Site of the planned Northgate Station
(Sound Transit)

Today, Thursday, June 28, the Sound Transit Board unanimously approved my motion to create a new access strategy for the Northgate light rail station.  This motion is the first effort to implement the new Sound Transit Board’s policy direction that emphasizes developing a variety of access modes to get riders to Sound Transit stations.  It commits Sound Transit to funding $10 million in bicycle and pedestrian facilities, including a major contribution towards the proposed bicycle/pedestrian bridge over Interstate 5.  It also specifies that Sound Transit will only fund replacement parking for the park and ride spaces that are displaced, and that this parking will be implemented in ways that will facilitate new housing on the current park and ride lots.

The Northgate station will be built in an area that is generally still fairly auto-oriented and has one of the only two existing park and ride facilities in the City of Seattle (the other is under the freeway at 65th Street between Roosevelt and Green Lake).  This park and ride is an important connection for Metro Transit riders.  It includes not only a number of spaces owned by Metro Transit, but leased multi-use parking at Northgate Mall and Thornton Place.

The long range vision for Northgate calls for its transformation into an Urban Center, with housing, employment and light rail access, along with the evolution of the mall into a downtown like environment.  Ridership is planned to triple when light rail replaces Metro buses as the primary transit mode, and many of these new riders are expected to walk, bike, or take buses to the station.  New transit oriented development will make it easy and convenient for thousands of potential riders.

Sound Transit is required to replace or mitigate the loss of park and ride spaces that are displaced by the station and construction.  This motion integrates that replacement with the long range vision for Northgate, including the development of transit oriented development on the park and ride lots.

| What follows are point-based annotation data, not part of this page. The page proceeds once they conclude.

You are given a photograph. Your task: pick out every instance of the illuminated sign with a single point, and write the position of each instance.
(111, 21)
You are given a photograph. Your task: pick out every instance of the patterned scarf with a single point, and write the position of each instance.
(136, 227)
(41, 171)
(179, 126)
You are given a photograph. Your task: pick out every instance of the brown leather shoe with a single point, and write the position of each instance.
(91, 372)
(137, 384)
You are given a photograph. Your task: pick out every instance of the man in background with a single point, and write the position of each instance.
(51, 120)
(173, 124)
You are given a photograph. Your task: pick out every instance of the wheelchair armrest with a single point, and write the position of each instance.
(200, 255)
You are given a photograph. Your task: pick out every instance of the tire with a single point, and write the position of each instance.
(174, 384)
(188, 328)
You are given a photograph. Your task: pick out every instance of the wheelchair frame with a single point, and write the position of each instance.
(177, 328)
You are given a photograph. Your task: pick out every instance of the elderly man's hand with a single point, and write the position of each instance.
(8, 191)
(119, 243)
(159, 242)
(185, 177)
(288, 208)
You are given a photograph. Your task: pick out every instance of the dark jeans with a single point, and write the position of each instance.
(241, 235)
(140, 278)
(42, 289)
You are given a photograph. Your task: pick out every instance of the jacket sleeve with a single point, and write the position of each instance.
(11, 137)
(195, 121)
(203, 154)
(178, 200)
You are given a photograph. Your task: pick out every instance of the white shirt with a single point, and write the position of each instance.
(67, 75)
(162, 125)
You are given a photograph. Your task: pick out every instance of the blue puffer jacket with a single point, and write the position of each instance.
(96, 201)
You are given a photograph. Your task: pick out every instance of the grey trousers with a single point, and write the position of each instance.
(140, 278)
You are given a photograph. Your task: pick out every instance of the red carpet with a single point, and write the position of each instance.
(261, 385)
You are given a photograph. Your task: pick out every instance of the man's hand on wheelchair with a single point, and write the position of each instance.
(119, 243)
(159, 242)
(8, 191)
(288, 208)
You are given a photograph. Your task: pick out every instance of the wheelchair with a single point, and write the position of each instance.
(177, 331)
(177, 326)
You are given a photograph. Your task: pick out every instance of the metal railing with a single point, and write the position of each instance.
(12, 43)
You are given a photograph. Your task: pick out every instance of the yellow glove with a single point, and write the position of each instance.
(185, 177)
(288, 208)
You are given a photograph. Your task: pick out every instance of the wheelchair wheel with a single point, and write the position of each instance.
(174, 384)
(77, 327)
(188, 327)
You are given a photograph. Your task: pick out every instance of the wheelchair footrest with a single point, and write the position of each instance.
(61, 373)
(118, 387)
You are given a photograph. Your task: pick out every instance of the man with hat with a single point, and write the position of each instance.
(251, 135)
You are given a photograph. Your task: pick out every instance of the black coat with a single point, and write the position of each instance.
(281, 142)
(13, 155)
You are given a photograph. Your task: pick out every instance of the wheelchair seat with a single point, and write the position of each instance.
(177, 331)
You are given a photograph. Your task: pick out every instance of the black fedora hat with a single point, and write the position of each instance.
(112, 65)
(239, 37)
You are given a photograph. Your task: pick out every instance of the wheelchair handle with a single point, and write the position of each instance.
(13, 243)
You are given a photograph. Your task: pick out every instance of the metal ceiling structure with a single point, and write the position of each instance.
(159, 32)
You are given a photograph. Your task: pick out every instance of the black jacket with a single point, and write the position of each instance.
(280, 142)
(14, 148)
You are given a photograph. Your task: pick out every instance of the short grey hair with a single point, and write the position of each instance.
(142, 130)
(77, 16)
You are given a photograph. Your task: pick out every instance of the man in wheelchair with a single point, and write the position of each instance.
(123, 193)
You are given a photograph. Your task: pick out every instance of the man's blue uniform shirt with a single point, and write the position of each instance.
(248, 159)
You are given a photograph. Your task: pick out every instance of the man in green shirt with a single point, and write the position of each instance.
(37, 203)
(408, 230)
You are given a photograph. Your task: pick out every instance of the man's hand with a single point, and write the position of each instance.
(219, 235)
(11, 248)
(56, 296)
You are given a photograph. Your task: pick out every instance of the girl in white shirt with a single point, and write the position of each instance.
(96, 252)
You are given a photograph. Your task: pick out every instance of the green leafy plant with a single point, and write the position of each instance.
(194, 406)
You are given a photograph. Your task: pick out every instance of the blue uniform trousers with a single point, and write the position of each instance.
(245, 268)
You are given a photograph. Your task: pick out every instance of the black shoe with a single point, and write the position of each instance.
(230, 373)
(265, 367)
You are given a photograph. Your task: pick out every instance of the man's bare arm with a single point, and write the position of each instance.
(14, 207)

The motion, which was approved unanimously by the Board, provides that Sound Transit will:

  • Create a Northgate access improvement study to identify potential additional pedestrian and bike access improvements needed to enhance access to the current Transit Center and future Northgate Station inter-modal transit facility.
  • Commit to fund 25% of the cost of the pedestrian/bicycle bridge across I-5 up to a maximum of $5 million. The City of Seattle will match Sound Transit’s $5 million contribution towards the I-5 pedestrian/bicycle bridge costs.  The City will also seek other funding partners to secure full funding to complete design and construction of the bridge (total cost approximately $20 million).  If a full funding agreement for the implementation of the I-5 pedestrian/bicycle bridge cannot be completed by July 2015, the Sound Transit Board will reallocate any unspent bridge funds to other priority pedestrian/bicycle projects identified through the connectivity and access study processes.
  • Commit to match up to $5 million in City investments in pedestrian/bicycle facilities in and around Northgate Station consistent with the improvements identified and recommended by the access study.
  • Limit investment in park-and-ride facilities to a new parking garage that accommodates 450 Park and Ride stalls, preferably in shared use.  The 450 stalls and any additional stalls funded by private investment may be used to replace parking now provided at the King County owned park and ride surface lot currently east of the proposed station to allow that lot to be made available for transit oriented development that will bring ridership to North Link and support the added vitality of the Northgate Urban Center.

I am very pleased that Sound Transit and the City have worked out a practical plan that integrates transit oriented development with multiple modes of access to the light rail station.  This positions Northgate to take the next steps towards realizing the vision of the neighborhood and the City.  That vision of becoming and urban center is embodied in the Northgate Area Comprehensive Plan, and this is a major step towards implementation of that plan.